Heurs et malheurs des liquoreux
Sainte-Croix-du-Mont Château Lousteau-Vieil 1962
Cela se passait en Bourgogne. La dégustation d’une vénérable bouteille de sainte-croix-du-mont, liquoreux de Bordeaux célèbre avant-guerre, est l’occasion d’échanger sur l’évolution du marché des vins liquoreux en France et leurs modes de consommation.
Jean-Baptiste Thial de Bordenave. Mon cher Olivier, nous voici de nouveau chez toi, en terre bourguignonne. Je t’apporte donc un flacon de ma terre bordelaise : un Château Lousteau-Vieil 1962, une bouteille de Sainte-Croix-du-Mont, appellation que j’affectionne. On se désintéresse trop de ces grands liquoreux du Bordelais. Ton avis ?
Olivier Poels. Merci cher Jean-Baptiste pour ton attention. C’est clair, il y a un problème sur l’appréciation des liquoreux de Bordeaux. C’est d’ailleurs la même chose dans les autres régions. Quel paradoxe : tout le monde aime ça, mais personne n’en boit !
JBTdB. Justement, que penses-tu de ce vin ?

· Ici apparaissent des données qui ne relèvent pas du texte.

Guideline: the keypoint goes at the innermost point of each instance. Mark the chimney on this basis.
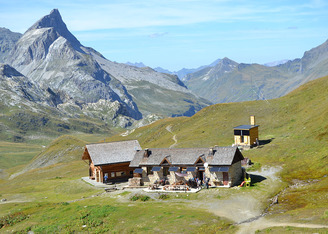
(146, 153)
(252, 118)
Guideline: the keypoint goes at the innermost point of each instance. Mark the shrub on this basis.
(12, 219)
(140, 197)
(164, 196)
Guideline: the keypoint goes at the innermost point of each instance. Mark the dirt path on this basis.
(174, 138)
(245, 209)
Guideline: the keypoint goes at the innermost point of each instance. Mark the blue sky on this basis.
(183, 33)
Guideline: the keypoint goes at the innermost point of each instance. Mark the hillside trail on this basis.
(245, 209)
(174, 138)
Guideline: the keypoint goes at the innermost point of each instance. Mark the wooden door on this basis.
(225, 178)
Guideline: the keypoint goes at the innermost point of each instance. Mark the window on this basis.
(237, 132)
(120, 173)
(149, 171)
(245, 132)
(165, 171)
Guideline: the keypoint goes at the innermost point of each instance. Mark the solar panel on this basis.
(138, 170)
(156, 169)
(173, 168)
(191, 169)
(219, 169)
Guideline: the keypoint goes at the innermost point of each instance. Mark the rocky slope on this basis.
(229, 81)
(7, 42)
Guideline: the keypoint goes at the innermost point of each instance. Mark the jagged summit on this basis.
(54, 20)
(8, 71)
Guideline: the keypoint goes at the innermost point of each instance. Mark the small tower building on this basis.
(247, 135)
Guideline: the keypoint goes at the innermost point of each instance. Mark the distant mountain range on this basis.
(63, 74)
(182, 73)
(48, 70)
(230, 81)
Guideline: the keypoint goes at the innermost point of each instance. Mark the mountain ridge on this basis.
(49, 55)
(258, 82)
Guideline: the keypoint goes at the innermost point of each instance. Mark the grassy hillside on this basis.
(293, 133)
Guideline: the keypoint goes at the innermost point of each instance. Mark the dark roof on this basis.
(113, 152)
(187, 156)
(225, 156)
(247, 127)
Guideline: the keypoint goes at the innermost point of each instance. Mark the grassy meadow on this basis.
(293, 134)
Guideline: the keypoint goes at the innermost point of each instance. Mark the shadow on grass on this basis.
(264, 142)
(257, 178)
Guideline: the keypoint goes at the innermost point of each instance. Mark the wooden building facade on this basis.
(221, 165)
(247, 135)
(110, 161)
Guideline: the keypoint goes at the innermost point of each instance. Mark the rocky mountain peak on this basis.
(55, 21)
(8, 71)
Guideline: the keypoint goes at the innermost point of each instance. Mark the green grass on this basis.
(14, 154)
(90, 216)
(293, 230)
(293, 128)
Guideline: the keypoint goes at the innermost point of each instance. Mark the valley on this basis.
(57, 96)
(290, 158)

OPls. J’y viens, Jean-Baptiste, j’y viens. Écoute, je sens un certain décalage entre le nez et la bouche. Pardonne-moi mais le nez n’est pas d’une netteté irréprochable. Il y a cette volatile un peu élevée, ce petit côté vernis à ongles. En revanche, la bouche est plus agréable, soyeuse, assez complexe. C’est au final plutôt agréable, très patiné par le temps, forcément.
JBTdB. Bon… D’accord sur le décalage entre la bouche et le nez, je retrouve aussi un petit côté réduit. Mais cette bouche, moi, m’impressionne : l’aromatique est très plaisante, il y a cette attaque de caramel rouge, ces notes pâtissières de tarte à l’abricot, de pêche. Nous ne parlons pas d’un grand barsac ou d’un grand sauternes, juste d’un “petit” sainte-croix-du-mont. Je me suis procuré cette bouteille aux enchères. Elle ne m’a coûté qu’une dizaine d’euros…
OPls. Voilà le point clé : les vins liquoreux ne sont pas assez valorisés par rapport à leurs très faibles rendements, au travail d’orfèvre nécessaire à leur élaboration. Je suis le premier à reconnaître que j’en ouvre peu… mais quand je le fais, je trouve cela très bon !
JBTdB. C’est inexplicable. Je vais souvent en Asie pour le Hong Kong Wine & Dine Festival, où toutes les AOP du Bordelais sont représentées. Eh bien, c’est toujours le stand des liquoreux qui a le plus de succès. Ça me fascine. Tout le monde fait la queue pour en avoir un verre ! Comment peut-on, ensuite, se retrouver avec des niveaux de ventes aussi faibles ?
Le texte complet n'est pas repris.